Трое из Леса. Трилогия - Никитин Юрий Александрович 15 стр.


А Таргитай снова играл, слагал новые песни. Зарина смотрела влюбленными глазами.

На третью ночь Зарина поднялась, стараясь не разбудить Степана и Снежану, неслышно выскользнула из землянки. Ночь была тихая, звездная. Громко стрекотали кузнечики. На самом краю развалин негромко играла свирель.

Ноги сами понесли, едва касаясь земли, но Таргитай услышал, мгновенно обернулся, подхватил на руки:

– Ладушка моя!

– Тарх, – выдохнула она, прижимаясь к его широкой и твердой, как камень, груди, – какой ты чуткий… Никак не застану врасплох!

Он засмеялся:

– Я чуткий? Услышал бы это Мрак!

Она села рядом, Таргитай сбросил душегрейку, набросил девушке на плечи. Зарина зябко повела плечами. Шкура была волчья, а шерсть густая и длинная. От нее все еще пахло страшным таинственным Лесом.

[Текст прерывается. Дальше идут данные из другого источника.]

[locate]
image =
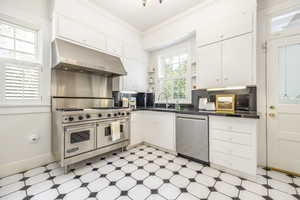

– Без вас мы погибли бы, – сказала она вдруг. – Тарх, а что теперь? Вы останетесь?

Таргитай от неожиданности поперхнулся. Он не думал о завтрашнем дне. За него думали Мрак и Олег. Если бы он хоть минуту думал сам, давно бы упыри растащили его косточки.

– Не знаю, – ответил он наконец. – Я нашел тебя, моя светлая… Но Мрак, Олег? Сейчас они заняты, о завтрашнем дне не думают, но мужчина не может жить без женщины. Боги проклянут.

Зарина невесело улыбнулась:

– Есть Оксанка и Любаня, но твоим друзьям ждать их долго. Ты прав, они захотят уйти. А ты?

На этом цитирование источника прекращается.